Furthermore, Standard’s refinery flow was now too huge to depend upon this fragmented, obsolete distribution system. Kerosene demand was booming as it illuminated mills, factories, hotels, and office buildings in the growing cities. To exploit economies of scale, Rockefeller noted, “we had to create selling methods far in advance of what then existed; we had to dispose of two, or three, or four gallons of oil where one had been sold before, and we could not rely upon the usual trade channels t
hen existing to accomplish this.”20 To have high-volume, low-cost production, the Standard needed huge guaranteed sales. This forced Rockefeller to integrate vertically the entire industry, controlling everything from the wellhead to the consumer.
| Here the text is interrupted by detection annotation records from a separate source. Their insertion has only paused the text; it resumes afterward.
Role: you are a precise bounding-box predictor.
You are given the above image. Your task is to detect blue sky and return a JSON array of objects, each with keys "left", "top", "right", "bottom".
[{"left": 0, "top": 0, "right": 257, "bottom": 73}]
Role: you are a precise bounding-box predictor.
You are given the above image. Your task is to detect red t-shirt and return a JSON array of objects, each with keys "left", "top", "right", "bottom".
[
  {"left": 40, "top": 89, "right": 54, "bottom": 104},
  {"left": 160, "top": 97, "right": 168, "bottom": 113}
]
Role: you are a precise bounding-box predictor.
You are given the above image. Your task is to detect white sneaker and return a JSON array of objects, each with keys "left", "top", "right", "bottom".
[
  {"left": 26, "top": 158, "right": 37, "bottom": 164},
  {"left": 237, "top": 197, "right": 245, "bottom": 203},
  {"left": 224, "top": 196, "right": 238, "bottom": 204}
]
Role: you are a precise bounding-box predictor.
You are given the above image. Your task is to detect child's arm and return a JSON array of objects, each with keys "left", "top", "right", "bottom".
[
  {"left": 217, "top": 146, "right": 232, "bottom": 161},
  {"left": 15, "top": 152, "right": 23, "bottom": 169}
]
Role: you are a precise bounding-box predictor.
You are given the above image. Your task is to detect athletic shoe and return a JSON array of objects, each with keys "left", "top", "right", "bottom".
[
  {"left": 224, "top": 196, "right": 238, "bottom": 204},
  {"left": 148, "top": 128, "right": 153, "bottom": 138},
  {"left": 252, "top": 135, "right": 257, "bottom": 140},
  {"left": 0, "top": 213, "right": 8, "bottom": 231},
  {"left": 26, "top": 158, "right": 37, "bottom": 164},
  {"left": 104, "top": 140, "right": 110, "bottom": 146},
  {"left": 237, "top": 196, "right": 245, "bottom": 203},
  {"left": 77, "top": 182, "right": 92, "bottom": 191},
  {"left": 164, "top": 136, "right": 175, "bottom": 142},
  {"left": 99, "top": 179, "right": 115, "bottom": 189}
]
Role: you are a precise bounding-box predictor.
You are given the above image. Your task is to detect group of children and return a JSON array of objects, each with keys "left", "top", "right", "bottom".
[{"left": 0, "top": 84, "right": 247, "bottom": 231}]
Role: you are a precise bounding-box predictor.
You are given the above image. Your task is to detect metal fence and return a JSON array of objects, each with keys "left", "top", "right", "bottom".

Around 1882, in a revolutionary development, the trust began to sweep away the old distribution system, with its horse-drawn carts full of swaying barrels, and disburse millions of dollars to build thousands of tank wagons to service every American town. Rockefeller hailed the efficient new system: “I believe it one of our best means for getting and holding the trade.”21 It worked thus: Standard’s tank cars or pipelines delivered refined oil to storage tanks, where the tank wagons were filled up. From here, the wagons set out for local groceries and hardware stores—the principal retail outlets—where they replenished special canisters that the trust provided. Sometimes, over the furious opposition of storekeepers, tank wagons even went door-to-door, selling directly to households and putting Standard smack in the retail trade. (In some places, the trust manipulated local retailers by saying that they would refrain from this practice if storekeepers dealt exclusively in Standard kerosene.) The combine also sold, almost at cost, heaters, stoves, lamps, and lanterns to widen the market; in the manner of a modern corporation, Standard Oil created demand as well as satisfied it, and its obliging agents helped consumers clean lamps and burners to enhance their use.